Con cada palabra, la figura se hacía más grande, y sus palabras sonaban más rasposas, como si quisieran arañarle la conciencia.


—Déjame ir —forcejeó con fuerza, casi tirándose al suelo para liberarse.


La enorme figura la arrojó al callejón más cercano y, sin cuidado, cerró el espacio entre ellos. La sujetó de las manos y la atrajo hacia sí con fuerza, abriendo la boca para mostrar unos dientes afilados.


—El miedo es un gran aliciente —dijo con una sonrisa perversa—. Debería encontrar cosas como tú más a menudo. Soy el miedo, y tu temor me hace más grande y fuerte. Eso hará que incluso sepas mejor. Siento la magia en ti, y sé que me harás más poderoso todavía.


El miedo rezumaba por todo su cuerpo. Ella sabía que no debía salir, precisamente por eso; el miedo siempre la rodeaba, y el único lugar seguro era su casa. Se encogió, pensando en su familia y amigos a los que no volvería a ver, cuando un tirón la devolvió a la realidad.


La cosa pensaba comérsela, y no había alternativa. Forcejeó nuevamente, pero era más grande y fuerte.
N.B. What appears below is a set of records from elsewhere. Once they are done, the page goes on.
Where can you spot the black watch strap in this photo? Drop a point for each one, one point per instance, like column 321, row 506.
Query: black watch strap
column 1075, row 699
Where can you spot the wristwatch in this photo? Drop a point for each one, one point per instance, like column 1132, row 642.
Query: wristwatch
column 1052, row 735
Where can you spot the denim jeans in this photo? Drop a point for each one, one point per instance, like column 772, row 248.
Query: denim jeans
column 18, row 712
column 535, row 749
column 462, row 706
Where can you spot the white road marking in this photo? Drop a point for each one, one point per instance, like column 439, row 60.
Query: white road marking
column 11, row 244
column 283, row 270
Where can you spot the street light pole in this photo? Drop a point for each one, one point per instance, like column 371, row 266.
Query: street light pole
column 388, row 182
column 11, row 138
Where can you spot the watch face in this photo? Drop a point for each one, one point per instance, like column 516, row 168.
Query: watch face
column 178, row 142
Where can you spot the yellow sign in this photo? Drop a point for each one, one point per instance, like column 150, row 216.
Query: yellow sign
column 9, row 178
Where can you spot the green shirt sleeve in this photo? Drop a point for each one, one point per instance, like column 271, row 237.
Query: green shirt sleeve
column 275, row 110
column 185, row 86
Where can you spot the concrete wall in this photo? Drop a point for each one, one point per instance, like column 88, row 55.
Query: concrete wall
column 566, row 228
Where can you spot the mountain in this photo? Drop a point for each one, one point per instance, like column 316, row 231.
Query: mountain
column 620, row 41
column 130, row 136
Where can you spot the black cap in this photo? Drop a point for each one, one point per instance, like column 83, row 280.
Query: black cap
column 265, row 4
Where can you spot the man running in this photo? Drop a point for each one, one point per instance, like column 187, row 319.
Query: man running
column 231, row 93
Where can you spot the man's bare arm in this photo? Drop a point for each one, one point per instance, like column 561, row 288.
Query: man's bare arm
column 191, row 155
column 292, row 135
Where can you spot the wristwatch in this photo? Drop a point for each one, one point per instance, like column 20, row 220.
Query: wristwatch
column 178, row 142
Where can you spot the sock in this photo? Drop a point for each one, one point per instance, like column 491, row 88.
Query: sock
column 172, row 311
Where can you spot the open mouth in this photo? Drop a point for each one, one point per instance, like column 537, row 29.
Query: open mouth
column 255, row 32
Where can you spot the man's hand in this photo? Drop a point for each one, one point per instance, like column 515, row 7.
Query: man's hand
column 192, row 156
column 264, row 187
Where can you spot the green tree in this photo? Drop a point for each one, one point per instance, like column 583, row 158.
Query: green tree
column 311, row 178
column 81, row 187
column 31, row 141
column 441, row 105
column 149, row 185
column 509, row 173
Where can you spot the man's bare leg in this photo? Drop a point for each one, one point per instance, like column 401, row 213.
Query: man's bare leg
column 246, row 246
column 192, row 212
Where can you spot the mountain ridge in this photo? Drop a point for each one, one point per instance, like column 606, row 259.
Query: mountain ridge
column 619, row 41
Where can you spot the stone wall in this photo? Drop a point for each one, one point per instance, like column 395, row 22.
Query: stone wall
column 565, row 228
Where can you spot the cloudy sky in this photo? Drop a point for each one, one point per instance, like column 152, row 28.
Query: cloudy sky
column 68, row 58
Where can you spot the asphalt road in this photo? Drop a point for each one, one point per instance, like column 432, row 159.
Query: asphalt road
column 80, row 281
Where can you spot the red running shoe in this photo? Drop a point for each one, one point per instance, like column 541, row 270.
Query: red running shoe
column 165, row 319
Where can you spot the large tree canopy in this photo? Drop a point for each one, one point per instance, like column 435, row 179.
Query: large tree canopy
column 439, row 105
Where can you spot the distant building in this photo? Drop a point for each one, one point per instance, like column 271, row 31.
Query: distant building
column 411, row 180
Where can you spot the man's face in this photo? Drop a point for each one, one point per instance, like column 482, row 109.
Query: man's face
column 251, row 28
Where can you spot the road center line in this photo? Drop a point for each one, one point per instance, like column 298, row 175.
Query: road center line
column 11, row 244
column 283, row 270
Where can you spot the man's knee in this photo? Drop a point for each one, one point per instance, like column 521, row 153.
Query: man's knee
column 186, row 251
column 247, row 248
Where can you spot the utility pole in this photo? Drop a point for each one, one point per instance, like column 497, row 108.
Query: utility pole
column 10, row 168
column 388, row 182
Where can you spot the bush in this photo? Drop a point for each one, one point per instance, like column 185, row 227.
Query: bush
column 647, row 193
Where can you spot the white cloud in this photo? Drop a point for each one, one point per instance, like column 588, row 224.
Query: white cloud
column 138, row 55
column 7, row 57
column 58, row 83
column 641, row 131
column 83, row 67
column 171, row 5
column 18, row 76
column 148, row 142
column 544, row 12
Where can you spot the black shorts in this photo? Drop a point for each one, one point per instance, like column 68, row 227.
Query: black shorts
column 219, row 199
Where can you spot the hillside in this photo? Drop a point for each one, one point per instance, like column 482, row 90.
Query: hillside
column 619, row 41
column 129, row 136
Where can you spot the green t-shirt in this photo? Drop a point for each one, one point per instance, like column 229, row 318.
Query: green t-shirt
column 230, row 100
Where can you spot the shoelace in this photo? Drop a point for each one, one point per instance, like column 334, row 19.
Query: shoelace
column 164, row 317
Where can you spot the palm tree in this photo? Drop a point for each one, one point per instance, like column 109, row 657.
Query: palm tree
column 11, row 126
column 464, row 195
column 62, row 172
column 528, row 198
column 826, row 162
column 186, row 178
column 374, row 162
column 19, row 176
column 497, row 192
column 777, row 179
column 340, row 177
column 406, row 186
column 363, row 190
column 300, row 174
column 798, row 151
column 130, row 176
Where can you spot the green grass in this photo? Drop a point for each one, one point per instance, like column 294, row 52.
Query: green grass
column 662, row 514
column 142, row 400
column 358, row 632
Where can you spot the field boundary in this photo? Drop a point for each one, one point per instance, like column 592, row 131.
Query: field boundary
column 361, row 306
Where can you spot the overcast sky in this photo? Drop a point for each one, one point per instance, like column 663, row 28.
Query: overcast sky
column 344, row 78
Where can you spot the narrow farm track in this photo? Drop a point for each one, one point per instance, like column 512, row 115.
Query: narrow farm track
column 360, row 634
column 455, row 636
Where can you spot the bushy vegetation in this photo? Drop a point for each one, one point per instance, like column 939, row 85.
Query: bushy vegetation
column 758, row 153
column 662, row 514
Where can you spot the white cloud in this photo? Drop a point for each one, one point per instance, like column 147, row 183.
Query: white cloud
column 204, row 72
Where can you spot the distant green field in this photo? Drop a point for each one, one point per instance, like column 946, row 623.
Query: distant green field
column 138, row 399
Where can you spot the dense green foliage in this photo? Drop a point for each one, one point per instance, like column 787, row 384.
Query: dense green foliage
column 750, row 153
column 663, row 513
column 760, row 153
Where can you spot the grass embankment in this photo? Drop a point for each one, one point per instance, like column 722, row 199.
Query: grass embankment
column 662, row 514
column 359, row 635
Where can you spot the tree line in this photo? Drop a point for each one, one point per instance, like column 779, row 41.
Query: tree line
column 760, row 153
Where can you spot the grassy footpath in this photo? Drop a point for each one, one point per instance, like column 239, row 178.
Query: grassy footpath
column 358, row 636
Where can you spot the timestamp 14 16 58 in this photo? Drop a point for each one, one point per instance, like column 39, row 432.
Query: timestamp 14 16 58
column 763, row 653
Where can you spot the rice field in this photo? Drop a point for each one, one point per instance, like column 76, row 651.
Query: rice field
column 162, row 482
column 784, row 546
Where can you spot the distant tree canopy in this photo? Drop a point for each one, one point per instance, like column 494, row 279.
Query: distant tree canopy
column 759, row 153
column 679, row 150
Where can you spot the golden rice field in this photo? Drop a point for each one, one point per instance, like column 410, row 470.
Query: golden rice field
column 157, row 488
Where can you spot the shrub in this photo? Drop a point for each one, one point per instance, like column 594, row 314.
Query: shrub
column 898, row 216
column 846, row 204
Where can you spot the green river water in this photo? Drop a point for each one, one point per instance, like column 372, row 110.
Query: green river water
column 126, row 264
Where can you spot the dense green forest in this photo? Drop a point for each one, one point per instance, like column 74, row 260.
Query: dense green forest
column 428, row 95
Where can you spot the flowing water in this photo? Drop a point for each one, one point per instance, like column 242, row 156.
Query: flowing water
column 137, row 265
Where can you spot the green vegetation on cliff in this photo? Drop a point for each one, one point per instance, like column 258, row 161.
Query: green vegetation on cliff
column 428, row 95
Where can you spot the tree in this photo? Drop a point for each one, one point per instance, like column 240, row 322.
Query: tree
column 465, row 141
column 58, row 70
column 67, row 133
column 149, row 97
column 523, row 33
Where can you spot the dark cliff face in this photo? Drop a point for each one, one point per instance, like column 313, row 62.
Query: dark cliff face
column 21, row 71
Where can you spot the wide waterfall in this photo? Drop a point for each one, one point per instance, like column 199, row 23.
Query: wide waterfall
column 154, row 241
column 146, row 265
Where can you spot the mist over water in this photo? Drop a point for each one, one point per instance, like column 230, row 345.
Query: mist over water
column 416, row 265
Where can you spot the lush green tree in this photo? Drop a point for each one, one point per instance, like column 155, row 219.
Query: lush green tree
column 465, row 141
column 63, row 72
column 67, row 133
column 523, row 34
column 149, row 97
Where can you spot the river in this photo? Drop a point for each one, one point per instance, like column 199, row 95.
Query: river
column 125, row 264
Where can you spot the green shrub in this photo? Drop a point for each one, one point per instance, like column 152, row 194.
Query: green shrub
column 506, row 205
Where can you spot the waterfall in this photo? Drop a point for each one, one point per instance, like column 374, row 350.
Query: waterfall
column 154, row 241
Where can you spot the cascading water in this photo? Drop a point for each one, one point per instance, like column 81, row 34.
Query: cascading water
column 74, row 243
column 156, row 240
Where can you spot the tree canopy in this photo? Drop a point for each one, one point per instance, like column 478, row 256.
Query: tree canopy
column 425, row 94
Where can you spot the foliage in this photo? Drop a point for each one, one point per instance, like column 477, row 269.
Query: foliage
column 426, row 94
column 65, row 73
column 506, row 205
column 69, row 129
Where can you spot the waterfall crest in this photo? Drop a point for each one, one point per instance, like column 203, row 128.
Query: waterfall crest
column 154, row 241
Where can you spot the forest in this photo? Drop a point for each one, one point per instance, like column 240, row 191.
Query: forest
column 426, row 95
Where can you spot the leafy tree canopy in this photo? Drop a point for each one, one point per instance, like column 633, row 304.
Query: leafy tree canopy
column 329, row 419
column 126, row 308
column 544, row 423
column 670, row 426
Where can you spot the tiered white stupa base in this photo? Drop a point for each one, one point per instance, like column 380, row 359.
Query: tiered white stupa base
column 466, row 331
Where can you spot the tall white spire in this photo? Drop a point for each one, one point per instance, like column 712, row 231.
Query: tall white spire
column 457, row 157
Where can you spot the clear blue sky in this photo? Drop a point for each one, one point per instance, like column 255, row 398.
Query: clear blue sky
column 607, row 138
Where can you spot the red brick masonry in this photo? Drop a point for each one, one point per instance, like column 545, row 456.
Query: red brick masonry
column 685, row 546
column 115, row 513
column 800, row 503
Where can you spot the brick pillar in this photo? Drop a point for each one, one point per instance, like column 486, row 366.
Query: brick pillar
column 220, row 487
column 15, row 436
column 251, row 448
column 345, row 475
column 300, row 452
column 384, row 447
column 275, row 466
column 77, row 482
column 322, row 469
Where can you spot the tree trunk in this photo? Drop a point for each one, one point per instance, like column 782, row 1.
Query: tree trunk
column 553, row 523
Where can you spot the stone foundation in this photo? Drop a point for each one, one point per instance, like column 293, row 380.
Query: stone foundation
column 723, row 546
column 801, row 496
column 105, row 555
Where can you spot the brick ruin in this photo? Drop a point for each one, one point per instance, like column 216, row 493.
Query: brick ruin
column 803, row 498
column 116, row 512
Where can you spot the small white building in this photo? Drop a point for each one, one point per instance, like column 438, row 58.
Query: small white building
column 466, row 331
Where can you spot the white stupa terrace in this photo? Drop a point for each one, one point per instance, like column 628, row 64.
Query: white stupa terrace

El dolor en sus manos era insoportable. Recordó a sus hermanas. El miedo —decía una de ellas— es normal. Todos lo tenemos. Lo importante es lo que hacemos con ese miedo. ¿Te dejarás aplastar o lo enfrentarás con todo lo que tienes?


Por ellas había sobrevivido; por ellas viviría siempre. La furia la llenó, y algo parecido al valor surgió en su interior. Recordó que también tenía poderes, que, aunque pequeña, podía hacer mucho daño.


La cosa se acercaba, y al sujetarla del pelo, la doblaba hacia atrás, buscando morderle el pecho, el centro de sus emociones. Al estar tan cerca, ella tenía la ventaja. Levantó la rodilla y, con todas sus fuerzas, golpeó su entrepierna. La cosa la soltó, gritando asustada. Al sentirse libre, dejó fluir sus poderes. Sus ojos brillaron con intensidad, su cabello se elevó con la estática. Ahora era la cosa la que se encogía, asustada.


Estiró la mano y tocó a la cosa, que se retorcía y gritaba de dolor. Dejó que la corriente eléctrica fluyera de ella hacia la criatura, que se hacía cada vez más pequeña. Cuando se abalanzó en un intento desesperado de morderla, ella comprendió que el miedo era solo una idea, una manifestación de su mente. La risa se apoderó de ella mientras la cosa se reducía al tamaño de una cucaracha, hasta que la aplastó con el pie.


Exhausta, se apoyó en la pared. Le tomó unos momentos recuperar la normalidad. Se arregló la ropa y salió del callejón, mirando en todas direcciones, corriendo de vuelta a casa. Al llegar al callejón que daba a la puerta trasera, encontró a todos afuera, desplegándose para buscarla. Corrió hacia ellos, agradecida de poder hacerlo sola y, al mismo tiempo, feliz de verlos.


Se lanzó a los brazos de quien lideraba la búsqueda y se enterró en su pecho. Él la rodeó con sus enormes brazos, acariciando su cabello.


—Me alegra que estés bien, pequeña —murmuró, su voz baja y preocupada.—Me alegra estar de vuelta —dijo ella, con lágrimas rodando por su rostro.—Vamos adentro. La próxima vez, solo avísanos. Creo que podemos confiar en ti, si nos dices adónde quieres ir y podemos estar cerca para ayudarte.


Ella asintió, y el resto del grupo se relajó, bromeando y queriendo saber qué había pasado. Todos luchaban por su atención, respetando siempre que era la compañera de su líder.


Cuando terminó su historia, él la miró con admiración.


—Eso es, pequeña. El miedo siempre se enfrenta.


Los demás la vitorearon y, entre risas, la llevaron a casa, orgullosos de saber que, aunque ella podía defenderse sola, todavía les permitía cuidarla.